我有一个SparkDataframe如下。它在zipped\u feature列中有array struct数组。

+--------------------+
|zipped_feature      |
+--------------------+
|[[A, 1], [ABC, 33]] |
|[[A, 1], [ABS, 24]] |
|[[B, 2], [ABE, 17]] |
|[[C, 3], [ABC, 33]] |
+--------------------+

我尝试使用index在数组struct的这个数组上获取一个项（也是一个数组）。我试着在自定义项下获取基于索引的值。
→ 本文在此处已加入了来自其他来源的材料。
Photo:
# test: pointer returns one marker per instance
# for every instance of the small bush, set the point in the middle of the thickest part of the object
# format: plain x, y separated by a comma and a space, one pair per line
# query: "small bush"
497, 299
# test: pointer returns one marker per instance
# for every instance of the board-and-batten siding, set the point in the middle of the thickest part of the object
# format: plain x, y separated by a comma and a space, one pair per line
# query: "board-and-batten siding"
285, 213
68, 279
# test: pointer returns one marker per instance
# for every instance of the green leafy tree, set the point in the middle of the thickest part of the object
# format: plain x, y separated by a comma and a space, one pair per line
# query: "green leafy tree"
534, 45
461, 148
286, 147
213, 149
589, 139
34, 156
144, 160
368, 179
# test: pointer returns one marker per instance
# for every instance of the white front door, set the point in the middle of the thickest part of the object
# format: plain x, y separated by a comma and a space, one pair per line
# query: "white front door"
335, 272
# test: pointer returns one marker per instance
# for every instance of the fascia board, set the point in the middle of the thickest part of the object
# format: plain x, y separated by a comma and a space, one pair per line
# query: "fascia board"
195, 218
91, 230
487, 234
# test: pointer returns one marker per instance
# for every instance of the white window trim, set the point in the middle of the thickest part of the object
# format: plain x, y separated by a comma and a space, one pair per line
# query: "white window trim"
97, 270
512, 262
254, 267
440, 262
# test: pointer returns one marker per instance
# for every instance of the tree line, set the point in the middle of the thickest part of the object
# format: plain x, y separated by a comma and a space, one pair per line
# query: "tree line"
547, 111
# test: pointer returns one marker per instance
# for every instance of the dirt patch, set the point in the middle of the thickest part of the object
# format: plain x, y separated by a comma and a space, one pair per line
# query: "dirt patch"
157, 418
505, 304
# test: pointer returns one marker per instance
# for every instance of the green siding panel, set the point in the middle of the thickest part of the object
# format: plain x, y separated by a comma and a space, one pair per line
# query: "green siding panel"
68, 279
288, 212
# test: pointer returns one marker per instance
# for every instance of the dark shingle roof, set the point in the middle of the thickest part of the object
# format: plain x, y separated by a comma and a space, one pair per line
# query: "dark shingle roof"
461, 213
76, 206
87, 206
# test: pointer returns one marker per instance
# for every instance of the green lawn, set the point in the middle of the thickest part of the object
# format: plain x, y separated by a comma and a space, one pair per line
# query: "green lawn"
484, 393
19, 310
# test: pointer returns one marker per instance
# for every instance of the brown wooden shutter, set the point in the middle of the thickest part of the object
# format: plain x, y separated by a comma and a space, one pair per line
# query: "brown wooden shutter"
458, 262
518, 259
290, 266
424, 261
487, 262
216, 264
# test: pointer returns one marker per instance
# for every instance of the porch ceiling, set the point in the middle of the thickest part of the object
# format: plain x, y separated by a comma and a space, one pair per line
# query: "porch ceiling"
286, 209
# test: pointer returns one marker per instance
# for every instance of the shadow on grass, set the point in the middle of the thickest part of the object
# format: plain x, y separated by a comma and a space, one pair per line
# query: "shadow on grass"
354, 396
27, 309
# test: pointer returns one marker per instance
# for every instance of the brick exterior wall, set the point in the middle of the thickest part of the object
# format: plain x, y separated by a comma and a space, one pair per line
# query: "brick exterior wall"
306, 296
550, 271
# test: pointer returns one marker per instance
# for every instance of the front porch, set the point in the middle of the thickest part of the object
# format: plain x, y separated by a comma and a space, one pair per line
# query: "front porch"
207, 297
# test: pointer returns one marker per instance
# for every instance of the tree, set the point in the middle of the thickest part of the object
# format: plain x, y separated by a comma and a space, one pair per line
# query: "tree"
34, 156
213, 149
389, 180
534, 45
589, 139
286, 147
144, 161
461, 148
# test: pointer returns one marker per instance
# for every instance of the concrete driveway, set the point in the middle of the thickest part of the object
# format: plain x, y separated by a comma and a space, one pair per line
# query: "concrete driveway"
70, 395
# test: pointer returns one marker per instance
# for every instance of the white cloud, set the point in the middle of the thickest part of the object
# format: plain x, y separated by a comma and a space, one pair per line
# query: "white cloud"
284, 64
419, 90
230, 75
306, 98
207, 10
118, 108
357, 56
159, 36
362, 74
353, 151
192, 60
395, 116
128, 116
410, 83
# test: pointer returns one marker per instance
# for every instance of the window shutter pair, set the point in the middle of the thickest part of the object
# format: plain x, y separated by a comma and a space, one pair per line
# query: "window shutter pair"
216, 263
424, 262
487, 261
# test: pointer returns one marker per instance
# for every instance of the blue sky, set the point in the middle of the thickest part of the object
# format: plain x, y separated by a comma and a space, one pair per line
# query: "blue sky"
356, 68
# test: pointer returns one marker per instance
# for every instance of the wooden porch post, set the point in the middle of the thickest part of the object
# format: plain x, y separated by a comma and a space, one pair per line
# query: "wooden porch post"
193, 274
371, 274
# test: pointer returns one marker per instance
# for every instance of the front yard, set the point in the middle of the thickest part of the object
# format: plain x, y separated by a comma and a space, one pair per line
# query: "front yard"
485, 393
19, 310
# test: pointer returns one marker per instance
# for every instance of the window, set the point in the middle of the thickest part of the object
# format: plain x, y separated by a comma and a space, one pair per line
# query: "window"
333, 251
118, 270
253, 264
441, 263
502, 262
如果第一行的索引为0，则应检索“[a，1]”作为数组。

val getValueUdf = udf { (zippedFeature: Seq[Seq[String]], index: Int) => zippedFeature(index) }

但我的错误率越来越低

data type mismatch: argument 1 requires array<array<string>> type, however, '`zipped_feature`' is of array<struct<_1:string,_2:string>> type.

当我打印模式时，它显示如下

|-- zipped_feature: array (nullable = true)
 |    |-- element: struct (containsNull = true)
 |    |    |-- _1: string (nullable = true)
 |    |    |-- _2: string (nullable = true)

有人能帮我找出我做错了什么吗。我想得到基于索引的值（同样是数组）。

scala apache-spark apache-spark-sql

来源：https://stackoverflow.com/questions/66309582/issue-with-inferring-the-datatype-of-complex-struct-field-spark

4条答案

按热度按时间

roejwanj1#

zipped\u feature是array类型的列。如果要将每个嵌套列值作为一个数组获取，则需要修改udf，如下所示。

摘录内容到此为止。